やれやれと肩を竦めて、アーチャーは尋ねる。
「視姦かね」
「素っ裸で町内一周させてほしいのかしら? アーチャー」
にっこりと笑い、手の甲にある令呪を見せ付ける凛。対してアーチャーは薄く笑いながら、
「ああうそだ凛すまない許してくれないか」
「全っ然心がこもっていない気がするんだけどね……」
ジト目でにらみつけるが、アーチャーも慣れたもので、その視線を軽く受け流している。ったく、と小さくつぶやいて凛は、顔を赤らめて、
「全く、言うにことかいて何よそれ」
「私としてはかなり自身があったのだが――ああ嘘だ」
さっと手をかざす凛。笑ったままそれをいなすアーチャー。
「……まあ、いいんだけど」
はあ――と深く嘆息して、凛は手を額に当ててうめいた。一瞬だけ視線を目の前の赤い外套の男に送る。が、気にした様子もなくアーチャーは、ん? と見返した。それを見てからますます凛は嘆息するのだが――
「……うん。まあ、本当にどうでもいいんだけどね」
疲れたようにうなずいて、彼女はのろのろとドアに向かって歩き出した。後ろは振り返らないまま、ひらひらとアーチャ−に向かって手を振る。

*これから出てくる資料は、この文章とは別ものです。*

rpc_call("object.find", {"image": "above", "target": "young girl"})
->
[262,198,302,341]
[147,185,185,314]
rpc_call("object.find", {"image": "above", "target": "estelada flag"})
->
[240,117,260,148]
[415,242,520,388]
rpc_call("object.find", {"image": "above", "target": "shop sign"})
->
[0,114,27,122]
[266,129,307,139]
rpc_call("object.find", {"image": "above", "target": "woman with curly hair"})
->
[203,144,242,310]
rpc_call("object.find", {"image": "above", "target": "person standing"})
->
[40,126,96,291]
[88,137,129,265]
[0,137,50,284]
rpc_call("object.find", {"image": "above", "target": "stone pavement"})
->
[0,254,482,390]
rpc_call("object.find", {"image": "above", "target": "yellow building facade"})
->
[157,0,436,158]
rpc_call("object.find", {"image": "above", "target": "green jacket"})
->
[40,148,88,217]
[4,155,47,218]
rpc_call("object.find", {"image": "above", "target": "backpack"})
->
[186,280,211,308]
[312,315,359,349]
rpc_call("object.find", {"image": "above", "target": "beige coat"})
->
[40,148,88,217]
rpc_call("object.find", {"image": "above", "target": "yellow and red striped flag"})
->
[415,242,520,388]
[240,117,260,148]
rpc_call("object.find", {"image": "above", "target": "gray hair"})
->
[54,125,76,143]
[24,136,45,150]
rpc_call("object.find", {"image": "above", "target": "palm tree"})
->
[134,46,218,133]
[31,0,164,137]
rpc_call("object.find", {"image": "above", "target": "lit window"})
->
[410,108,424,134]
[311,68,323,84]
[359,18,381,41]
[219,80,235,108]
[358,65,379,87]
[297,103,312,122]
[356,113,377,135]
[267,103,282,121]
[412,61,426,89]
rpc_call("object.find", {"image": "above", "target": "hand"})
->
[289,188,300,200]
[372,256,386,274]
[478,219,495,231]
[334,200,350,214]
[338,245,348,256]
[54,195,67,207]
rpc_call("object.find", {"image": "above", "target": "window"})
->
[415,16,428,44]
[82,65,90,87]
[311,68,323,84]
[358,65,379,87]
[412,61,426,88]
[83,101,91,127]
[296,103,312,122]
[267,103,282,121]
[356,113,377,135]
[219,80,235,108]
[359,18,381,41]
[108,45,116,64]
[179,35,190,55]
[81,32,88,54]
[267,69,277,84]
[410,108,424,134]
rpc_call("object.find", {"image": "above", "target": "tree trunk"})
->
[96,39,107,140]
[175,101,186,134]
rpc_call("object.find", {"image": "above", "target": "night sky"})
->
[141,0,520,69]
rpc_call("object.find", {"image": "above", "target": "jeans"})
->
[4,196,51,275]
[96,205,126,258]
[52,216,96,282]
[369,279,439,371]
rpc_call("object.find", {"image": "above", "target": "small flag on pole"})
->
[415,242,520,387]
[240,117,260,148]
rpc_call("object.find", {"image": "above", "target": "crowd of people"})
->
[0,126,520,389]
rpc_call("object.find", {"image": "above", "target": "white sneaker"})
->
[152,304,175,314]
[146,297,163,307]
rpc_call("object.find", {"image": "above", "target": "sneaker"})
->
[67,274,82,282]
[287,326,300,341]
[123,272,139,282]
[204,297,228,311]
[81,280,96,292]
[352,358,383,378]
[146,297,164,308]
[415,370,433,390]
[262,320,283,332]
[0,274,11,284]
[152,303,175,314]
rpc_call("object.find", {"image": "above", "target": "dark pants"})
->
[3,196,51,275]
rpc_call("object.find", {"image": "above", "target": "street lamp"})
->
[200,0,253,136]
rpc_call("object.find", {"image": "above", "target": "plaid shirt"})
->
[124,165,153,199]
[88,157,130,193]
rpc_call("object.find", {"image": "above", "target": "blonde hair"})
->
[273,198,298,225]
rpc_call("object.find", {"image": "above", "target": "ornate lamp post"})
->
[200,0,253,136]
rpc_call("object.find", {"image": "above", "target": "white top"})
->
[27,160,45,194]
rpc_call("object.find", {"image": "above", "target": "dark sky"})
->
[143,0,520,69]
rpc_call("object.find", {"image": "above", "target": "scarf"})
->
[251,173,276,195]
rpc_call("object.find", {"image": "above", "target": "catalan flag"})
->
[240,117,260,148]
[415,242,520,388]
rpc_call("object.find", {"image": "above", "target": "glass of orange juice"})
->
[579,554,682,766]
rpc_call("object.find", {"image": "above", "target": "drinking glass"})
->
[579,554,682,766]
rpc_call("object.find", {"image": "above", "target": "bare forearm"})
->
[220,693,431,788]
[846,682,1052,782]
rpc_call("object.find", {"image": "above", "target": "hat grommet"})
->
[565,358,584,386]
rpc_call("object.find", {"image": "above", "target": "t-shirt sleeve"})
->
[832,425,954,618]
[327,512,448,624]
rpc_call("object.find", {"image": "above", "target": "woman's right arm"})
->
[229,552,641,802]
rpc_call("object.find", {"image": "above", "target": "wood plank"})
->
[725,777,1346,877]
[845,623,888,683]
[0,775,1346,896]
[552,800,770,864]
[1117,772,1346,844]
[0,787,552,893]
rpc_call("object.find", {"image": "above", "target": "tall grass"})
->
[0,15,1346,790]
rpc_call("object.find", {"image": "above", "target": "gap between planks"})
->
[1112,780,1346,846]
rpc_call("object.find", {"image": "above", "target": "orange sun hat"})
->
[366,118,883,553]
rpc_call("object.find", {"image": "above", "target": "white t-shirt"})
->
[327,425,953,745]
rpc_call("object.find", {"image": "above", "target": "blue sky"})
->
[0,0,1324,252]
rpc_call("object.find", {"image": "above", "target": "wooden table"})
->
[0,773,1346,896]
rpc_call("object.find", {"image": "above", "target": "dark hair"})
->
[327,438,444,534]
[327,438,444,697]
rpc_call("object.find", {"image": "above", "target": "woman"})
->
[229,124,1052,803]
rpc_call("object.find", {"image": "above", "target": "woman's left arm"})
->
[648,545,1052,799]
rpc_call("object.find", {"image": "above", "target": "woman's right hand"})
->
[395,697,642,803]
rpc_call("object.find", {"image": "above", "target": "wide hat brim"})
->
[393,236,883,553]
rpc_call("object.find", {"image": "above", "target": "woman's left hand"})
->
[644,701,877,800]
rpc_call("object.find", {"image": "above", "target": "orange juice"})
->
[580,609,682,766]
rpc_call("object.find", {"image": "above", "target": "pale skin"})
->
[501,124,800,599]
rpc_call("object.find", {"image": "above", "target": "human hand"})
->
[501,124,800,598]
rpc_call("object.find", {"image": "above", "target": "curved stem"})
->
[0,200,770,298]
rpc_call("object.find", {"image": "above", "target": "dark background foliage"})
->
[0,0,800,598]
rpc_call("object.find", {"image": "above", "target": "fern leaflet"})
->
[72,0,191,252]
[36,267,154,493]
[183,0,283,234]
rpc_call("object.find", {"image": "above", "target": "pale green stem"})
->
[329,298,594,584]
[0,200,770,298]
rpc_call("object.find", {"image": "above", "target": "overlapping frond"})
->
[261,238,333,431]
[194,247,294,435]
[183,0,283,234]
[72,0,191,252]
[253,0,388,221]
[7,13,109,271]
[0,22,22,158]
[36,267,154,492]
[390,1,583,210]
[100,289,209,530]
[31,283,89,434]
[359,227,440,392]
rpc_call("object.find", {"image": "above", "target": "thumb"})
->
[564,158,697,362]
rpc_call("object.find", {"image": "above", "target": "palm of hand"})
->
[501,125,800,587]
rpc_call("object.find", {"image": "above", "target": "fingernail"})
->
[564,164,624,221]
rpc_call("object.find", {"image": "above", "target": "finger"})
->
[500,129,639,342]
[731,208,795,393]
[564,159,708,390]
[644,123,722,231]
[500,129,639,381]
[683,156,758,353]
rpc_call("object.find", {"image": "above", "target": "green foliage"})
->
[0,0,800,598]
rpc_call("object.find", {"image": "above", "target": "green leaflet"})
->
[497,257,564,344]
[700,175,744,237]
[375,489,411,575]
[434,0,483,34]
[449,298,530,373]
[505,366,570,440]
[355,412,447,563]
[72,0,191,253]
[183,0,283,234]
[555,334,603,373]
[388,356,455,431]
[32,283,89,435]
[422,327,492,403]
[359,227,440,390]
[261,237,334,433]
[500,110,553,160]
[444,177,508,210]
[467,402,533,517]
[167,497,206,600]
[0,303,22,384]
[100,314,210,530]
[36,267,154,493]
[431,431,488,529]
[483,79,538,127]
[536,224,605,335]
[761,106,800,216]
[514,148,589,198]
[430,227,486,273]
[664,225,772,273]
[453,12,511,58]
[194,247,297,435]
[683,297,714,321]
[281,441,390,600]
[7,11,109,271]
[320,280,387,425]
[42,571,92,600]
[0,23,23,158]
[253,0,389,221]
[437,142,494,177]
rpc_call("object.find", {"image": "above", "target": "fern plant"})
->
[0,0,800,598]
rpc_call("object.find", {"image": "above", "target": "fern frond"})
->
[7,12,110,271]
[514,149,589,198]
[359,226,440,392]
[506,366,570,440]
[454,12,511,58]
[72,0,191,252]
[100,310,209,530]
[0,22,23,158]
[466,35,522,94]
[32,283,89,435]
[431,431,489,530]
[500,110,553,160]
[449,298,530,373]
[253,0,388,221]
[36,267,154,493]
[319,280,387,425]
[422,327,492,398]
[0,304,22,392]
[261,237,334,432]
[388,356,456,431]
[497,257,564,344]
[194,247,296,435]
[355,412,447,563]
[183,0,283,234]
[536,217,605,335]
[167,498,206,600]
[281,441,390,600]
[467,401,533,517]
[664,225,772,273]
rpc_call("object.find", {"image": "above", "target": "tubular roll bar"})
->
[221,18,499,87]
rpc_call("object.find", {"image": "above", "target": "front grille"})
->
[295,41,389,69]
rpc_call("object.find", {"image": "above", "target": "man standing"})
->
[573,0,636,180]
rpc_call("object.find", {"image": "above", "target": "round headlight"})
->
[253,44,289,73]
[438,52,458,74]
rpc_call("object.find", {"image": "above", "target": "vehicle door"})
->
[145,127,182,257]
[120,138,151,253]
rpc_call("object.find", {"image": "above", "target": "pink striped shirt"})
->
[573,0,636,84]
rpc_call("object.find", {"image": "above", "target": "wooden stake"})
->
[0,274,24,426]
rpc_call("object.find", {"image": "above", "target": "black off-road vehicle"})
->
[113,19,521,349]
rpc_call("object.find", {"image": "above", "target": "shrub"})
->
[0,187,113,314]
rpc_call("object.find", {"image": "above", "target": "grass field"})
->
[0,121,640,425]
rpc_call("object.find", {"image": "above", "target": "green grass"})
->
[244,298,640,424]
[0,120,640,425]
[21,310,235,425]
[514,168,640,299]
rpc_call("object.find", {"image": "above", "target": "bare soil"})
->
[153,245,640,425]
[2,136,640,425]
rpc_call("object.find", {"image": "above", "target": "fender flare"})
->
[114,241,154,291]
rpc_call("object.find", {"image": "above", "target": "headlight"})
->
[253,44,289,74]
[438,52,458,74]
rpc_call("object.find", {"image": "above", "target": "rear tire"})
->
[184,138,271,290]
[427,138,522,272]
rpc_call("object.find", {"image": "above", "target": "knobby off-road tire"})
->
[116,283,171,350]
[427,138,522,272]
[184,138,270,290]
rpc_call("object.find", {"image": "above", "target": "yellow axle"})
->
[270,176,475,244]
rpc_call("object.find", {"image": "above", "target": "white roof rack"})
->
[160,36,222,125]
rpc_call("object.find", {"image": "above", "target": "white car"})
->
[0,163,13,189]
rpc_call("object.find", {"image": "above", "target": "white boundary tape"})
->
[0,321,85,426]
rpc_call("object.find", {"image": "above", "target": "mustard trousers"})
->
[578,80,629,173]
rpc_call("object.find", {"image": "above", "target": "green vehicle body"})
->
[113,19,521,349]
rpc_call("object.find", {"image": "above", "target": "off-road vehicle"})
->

「それじゃあアーチャー、私ちょっと買い物行ってくるから。留守番よろしくね」
「それは了解できないな」
一瞬の逡巡も挟まずに、アーチャーはそう言い切った。面倒くさそうに振り返る凛に向かって、彼は腕を組んで告げる。
「私としては、君はバカではないと思っていたのだがね。いいかね凛、考えなくてもわかるだろう。この時期にマスターが一人で歩くなど自殺行為だ」
「だーいじょうぶだって。真っ昼間から襲ってなんてこないわよ」
言って凛はぽんと胸をたたいてみせた。
「しかしだな……」
まだ納得出来ない、と言うように渋るアーチャー。しょうがないわね、と言うように腰に手を当てて、視線を鋭くした。
――低く、告げる。
「どうしてもアーチャーが納得できないって言うんなら、付いてくるなり勝手にしなさい。ただしその場合は、私は令呪を使ってだってあんたを止めるわよ。そうしたら私たちは、もう――この先は言わなくてもわかるわよね?」
視線を逸らして、凛は俯く。
アーチャーは苦々しそうに顔をゆがませると、
「……本気で言ってるのか、凛。だが忠告させてもらうが、君のそれは――」
すると凛はけろりとした表情になって、さっと髪をかきあげてみせた。
「脅しにはなってないって言うんでしょ? わかってるわよそんなこと。でも私はすると言ったらするわよ。それはもう貴方ならわかっているわよね?」
最後のほうは、鋭い声。アーチャーは渋々と頷いた。
「……ああ、そうだな」
「なら、話はこれでおしまい」
「しかし凛――」
なおも言い募ろうとするアーチャーに、凛は今度はもう振り返ることはせずに、冷たく言い放った。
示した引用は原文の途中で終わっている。